Per quanto riguarda eventuali gravidanze, una volta risolto il problema, non ci sono complicanze. Se la gravidanza insorge quando il varicocele ancora non è stato asportato, si può fare una buona profilassi con eparina. In accordo con il Suo ginecologo, eviterei comunque una gravidanza, in quanto il varicocele potrebbe aumentare il rischio di embolia. Questo perchè in gravidanza l'utero aumenta di volume, comprime il varicicele e la circolazione rallenta (stasi venosa).

[#3] dopo  
Utente
Grazie mille per le risposte.
Il dottor Prudenzano ha scritto che posso stare tranquilla per il rischio di embolia polmonare ma la dottoressa Rossi scrive che dovrei meglio evitare una gravidanza visto che il varicocele aumenta il rischio di embolia. Non so cosa pensare adesso.
La mia laparoscopia tra 2 mesi è prenotata come esplorativa ed il mio ginecologa ha già detto che lui non pratica la legatura del varicocele (secondo lui non si fa più, è una tecnica vecchia) e quindi sarei contenta se qualcuno mi sa indicare un bravo ginecologo che se ne intende per evitare di fare due interventi. Mi potete indicare qualcuno? Magari tramite messaggio privato? Io vengo dalle Marche.
Cosa significa asportare il varicocele (cit.: Se la gravidanza insorge quando il varicocele ancora non è stato asportato....)? Ci sono altri metodi oltre la scleroembolizzazione e la legatura? Con un varicocele "legato" si può tentare una nuova gravidanza (è pericoloso?) o deve per forza essere asportato?

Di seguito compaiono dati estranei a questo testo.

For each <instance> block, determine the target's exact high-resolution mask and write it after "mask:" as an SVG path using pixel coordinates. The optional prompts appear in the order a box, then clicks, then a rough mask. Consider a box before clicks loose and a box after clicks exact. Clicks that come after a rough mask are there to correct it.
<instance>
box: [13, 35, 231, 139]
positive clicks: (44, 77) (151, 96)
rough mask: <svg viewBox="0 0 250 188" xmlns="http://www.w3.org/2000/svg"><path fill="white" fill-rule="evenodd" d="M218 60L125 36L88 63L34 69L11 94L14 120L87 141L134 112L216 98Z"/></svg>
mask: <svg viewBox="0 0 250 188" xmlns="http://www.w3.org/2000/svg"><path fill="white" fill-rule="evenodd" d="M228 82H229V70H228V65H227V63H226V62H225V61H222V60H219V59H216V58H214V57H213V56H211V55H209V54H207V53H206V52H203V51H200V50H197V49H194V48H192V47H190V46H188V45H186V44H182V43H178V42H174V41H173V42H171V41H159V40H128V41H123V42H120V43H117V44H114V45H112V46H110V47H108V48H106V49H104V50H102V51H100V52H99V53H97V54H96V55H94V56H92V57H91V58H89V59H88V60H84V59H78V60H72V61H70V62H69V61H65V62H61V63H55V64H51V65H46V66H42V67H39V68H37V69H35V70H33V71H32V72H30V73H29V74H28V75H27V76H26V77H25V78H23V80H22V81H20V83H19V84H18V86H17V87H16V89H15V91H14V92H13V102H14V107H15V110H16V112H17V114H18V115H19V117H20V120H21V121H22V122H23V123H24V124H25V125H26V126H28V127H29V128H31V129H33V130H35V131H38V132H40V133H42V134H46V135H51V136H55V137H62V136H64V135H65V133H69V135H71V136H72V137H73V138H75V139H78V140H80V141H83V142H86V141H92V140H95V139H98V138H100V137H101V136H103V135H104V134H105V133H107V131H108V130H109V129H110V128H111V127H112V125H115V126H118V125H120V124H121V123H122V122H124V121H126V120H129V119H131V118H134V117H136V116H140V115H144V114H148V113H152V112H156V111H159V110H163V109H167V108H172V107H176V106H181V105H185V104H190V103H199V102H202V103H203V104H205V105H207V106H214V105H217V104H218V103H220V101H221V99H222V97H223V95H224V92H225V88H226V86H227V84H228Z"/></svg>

Il mio ginecologo in vista della laparoscopia mi ha fatto smettere la pillola, che visto gli anni (12 anni) che la prendo volevo già smettere da tanto. Mi posso aspettare che adesso il varicocele peggiora?
Io ancora non sono sicura che il problema sia solo il varicocele visto che non ho ne dolori più forti prima o durante il ciclo, ne dolori durante o dopo i rapporti. Spesso ho dolore di notte da sdraiata e di giorno anche se sto facendo cose pesanti non sento niente. Quali sono i sintomi principali del varicocele?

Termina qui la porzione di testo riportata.